Ablass und Vergebung
In dem Brief, der an den Organisator des Heiligen Jahres, Erzbischof Rino Fisichella, gerichtet ist, erläutert der Papst ausführlich genauere Regeln, die um die Frage von Vergebung und Erlass von Sündenstrafen, also den Ablass, kreisen. Es sei sein Wunsch, dass das Heilige Jahr eine „lebendige Erfahrung der Nähe des Vaters“ werde, um „seine Zärtlichkeit gleichsam mit Händen greifen zu können“, so der Papst in dem Brief.
Papst Franziskus regelt in dem Schreiben auch die Frage der Ablässe, also des Erlasses der Strafen für begangene Sünden, die traditioneller Weise mit dem Heiligen Jahr verbunden sind. Er betont, dass die Sakramente der Beichte und der Eucharistie eine besondere Rolle bei diesen Ablässen spielen und schließt ausdrücklich das Gebet für sich und seine Anliegen in die Feiern dieser Sakramente ein. Außerdem legt er fest, dass diese Feiern nicht nur in Rom, sondern an allen dazu eingerichteten so genannten „Heiligen Pforten“, in Bischofskirchen und Wallfahrtsorten, gefeiert werden können.

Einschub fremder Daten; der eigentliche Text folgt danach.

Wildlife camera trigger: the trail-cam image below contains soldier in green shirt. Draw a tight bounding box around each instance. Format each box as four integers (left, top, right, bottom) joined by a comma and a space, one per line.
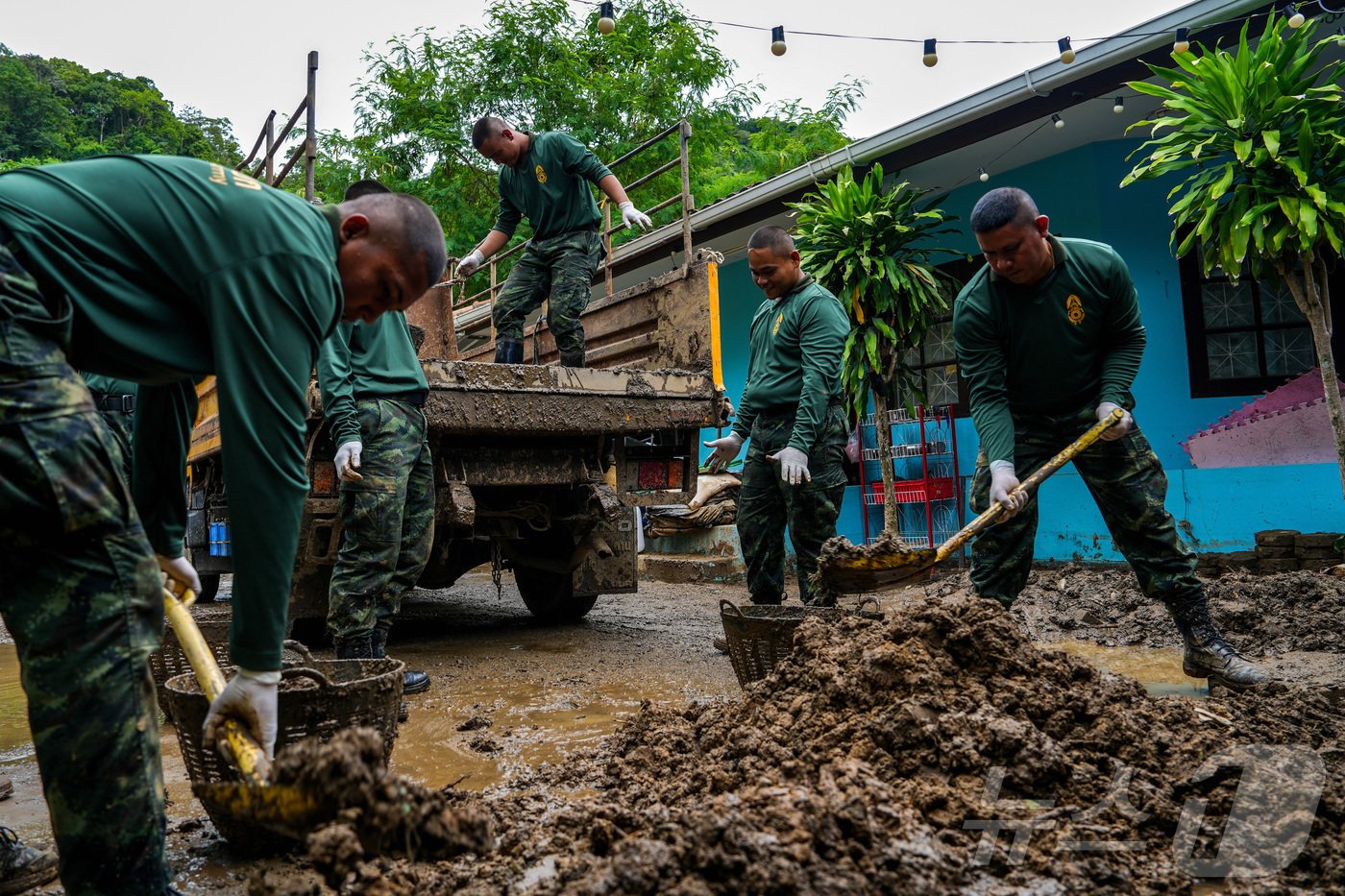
317, 181, 434, 694
952, 187, 1265, 690
457, 115, 649, 367
0, 157, 447, 896
705, 226, 850, 605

Der Papst denkt aber auch an diejenigen, die nicht selber an die Orte der Feiern gelangen können, so etwa an alte Menschen, Kranke und Gefangene. Auch sie können durch Gebet an der besonderen Gnade des Heiligen Jahres teilhaben, für Gefängnisinsassen gilt das „jedes Mal, wenn sie durch die Tür ihrer Zelle gehen und dabei ihre Gedanken und ihr Gebet an Gottvater richten. Möge diese Geste für sie den Durchgang durch die Heilige Pforte bedeuten“, so der Brief wörtlich. Einmal mehr ermuntert der Papst zu den leiblichen und den geistlichen Werken der Barmherzigkeit.
Beichte bei der Piusbruderschaft
Abschließend geht der Papst auf die Sakramente ein, die in der traditionalistischen Priesterbruderschaft St. Pius X. gefeiert werden. Die Priester dieser schismatisch orientierten Gemeinschaft sind aus kirchenrechtlicher Sicht unerlaubt geweiht. Daher galt bisher die Aufforderung an katholische Gläubige, dort nicht zu den Sakramenten wie etwa zur Beichte zu gehen. Diese Aufforderung hebt Papst Franziskus nun in seinem Brief auf: Während des Heiligen Jahres darf man „gültig und erlaubt“ – wie das Kirchenrecht sagt – die Lossprechung in der Beichte auch bei der Piusbruderschaft empfangen. Der Grund: „Dieses Jubiläumsjahr der Barmherzigkeit schließt niemanden aus“, so der Papst.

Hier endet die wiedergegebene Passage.